頭蓋で下顎骨が関節をなすのはどれか (2013年 鍼灸 問題17)
1 × 口蓋骨
口蓋骨は、上顎骨の直後にあって、水平と垂直の板からなるL字型の骨で、左右1対ある。水平板は口蓋の後方部、垂直板は鼻腔の側壁後方部をつくる。口蓋骨の後縁は蝶形骨の翼状突起と連結する。
2 × 上顎骨
上顎骨は、複雑な形をした左右1対の大きな骨である。左右の上顎骨が合して、顔面の中央部を形成することで、眼窩・鼻腔・口蓋の構成に大きく関与する。
眼窩の下壁と鼻腔の側壁をつくるのは体部であり、内部に、大きく広がる上顎洞がある。体部の前方には、眼窩下孔が開く。
体部からは前頭骨と結合する前頭突起、頬骨と結合する頬骨突起、歯の並ぶ歯槽突起、口腔の天井をなす口蓋突起の4つの突起が出る。左右の口蓋突起が合して、骨口蓋の主体をなし、その縫合線の上に切歯孔が開く。また、口蓋突起の後縁では口蓋骨と縫合をなし、縫合部には大口蓋孔が開く。
3 ○ 側頭骨
側頭骨は、頭蓋の外側壁をなす左右1対の複雑な形をした骨である。発生学的には3つの部分、すなわち、鱗部・鼓室部・岩様部からなる。これら3部が癒合して単一の骨となるのは生後1年ほど経ってからである。

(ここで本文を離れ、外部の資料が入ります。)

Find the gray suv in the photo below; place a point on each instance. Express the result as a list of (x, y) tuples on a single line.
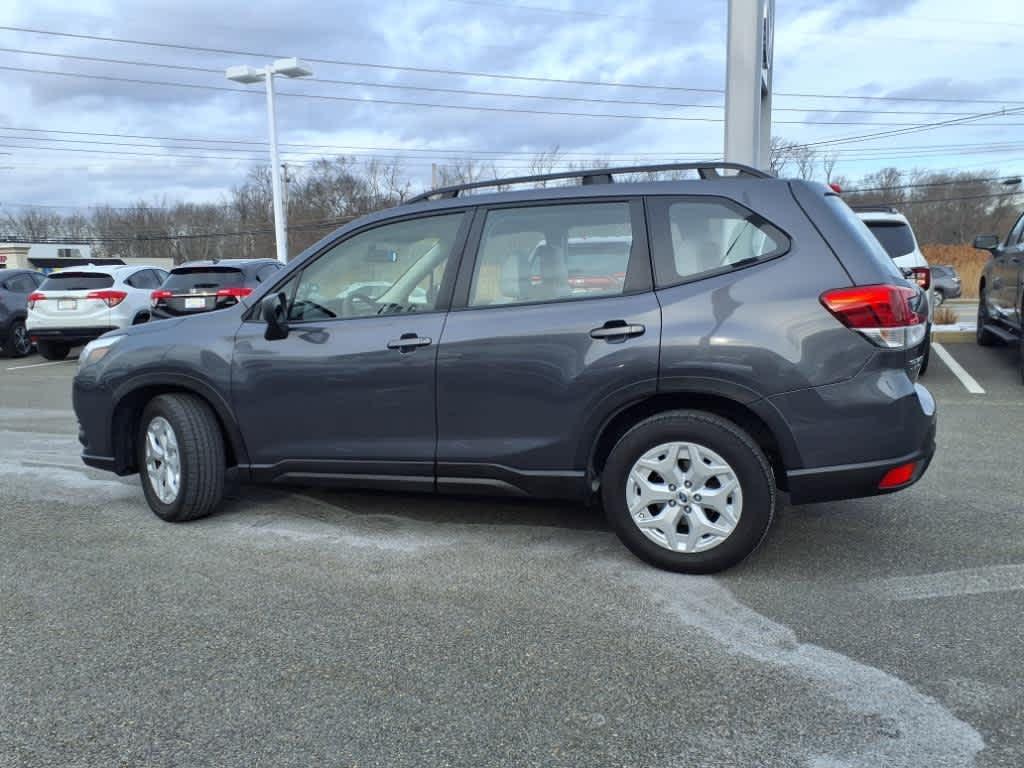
[(722, 339)]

鱗部は、扁平で丸い輪郭を持った“うろこ”のような部分で、外耳孔の上前方部に広がる。上部は鱗状縫合により頭頂骨と接して頭蓋冠の一部をなし、前方部からは、頬骨と結合するための頬骨突起が伸びて、頬骨弓の後半部をなす。頬骨突起の基部下面には下顎窩がある。下顎骨の関節突起の先端が下顎頭して丸くなり、下顎窩にはまって顎関節を形成する。
鼓室部は、雨どいのような半管状の小さな骨で、外耳道および鼓室の底をなす。
岩様部は錐体部と乳突部からなる。錐体部は後頭骨と蝶形骨大翼との間を内側前方に伸び、上面は内頭蓋底の錐体となって隆起して中頭蓋窩と後頭蓋窩を仕切る。表面には内耳孔が開き、内部に内耳(蝸牛・前庭・半規管)をおさめるほか、頸動脈管が貫通する。一方、乳突部は錐体部の外側下方に大きく膨隆して、鱗部の後方に達し、側頭骨外面で乳様突起をつくる。乳様突起は耳の後方に触れ、体表上の目印になるほか、内部には鼓室から続く乳突蜂巣という多数の小胞が広がる。
さらに、岩様部の下面からは、下前方に茎状突起が伸びる。その基部には茎乳突孔が開く。
外耳孔を入り、外耳道を通ると鼓室に突き当たる。鼓室は中耳の主体をなし、3個の耳小骨(ツチ骨・キヌタ骨・アブミ骨)が並ぶ。鼓室の前方は耳管に、後方は乳突蜂巣に続く。鼓室の壁の奥には、内耳が存在する。
4 × 蝶形骨
蝶形骨は、頭蓋腔の中央に位置する骨で、チョウが羽を広げたような形をしている。中央部はチョウの胴体に対応し、蝶形骨体という。体の上面にはトルコ鞍がある。体の前方は後鼻孔の上縁をなし、体の内部には鼻腔と連絡する1対の蝶形骨洞がある。体の後方は後頭骨と結合し斜台を構成する。
体の両脇からは、左右1対の小翼と大翼が伸びる。小翼は前頭蓋窩の後縁をなし、基部には視神経管が開く。大翼は中頭蓋窩の主体である。小翼よりも下方に位置するので、小翼との間に上眼窩裂が開く。また、大翼には正円孔・卵円孔・棘孔が開く。
下方にも1対の翼状突起が伸びる。翼状突起は鼻腔の外側壁の後方部をつくり、突起の基部には翼突管が開く。
顎関節
顎関節は、下顎骨の関節突起先端の下顎頭が側頭骨の下顎窩にはまって関節をなしたもので、左右1対ある。関節内には主に線維軟骨でできた関節円板があって、関節包に付着する。関節包は緩く、外側・内側で靱帯によって補強される。機能的に、顎関節は左右の1対が共同して働く。その運動は以下の3つに分けられる。(p.210 頭部の関節・顎関節)
- 上下運動:口の開閉であり、食物を噛み切る動作である。
- 前進-後退:下顎頭を前に引き出す動作は、開口のきっかけとなる。このとき、下顎頭とともに関節円板も前に引き出される。
- 側方への回旋:咀嚼の際の磨り潰し運動である。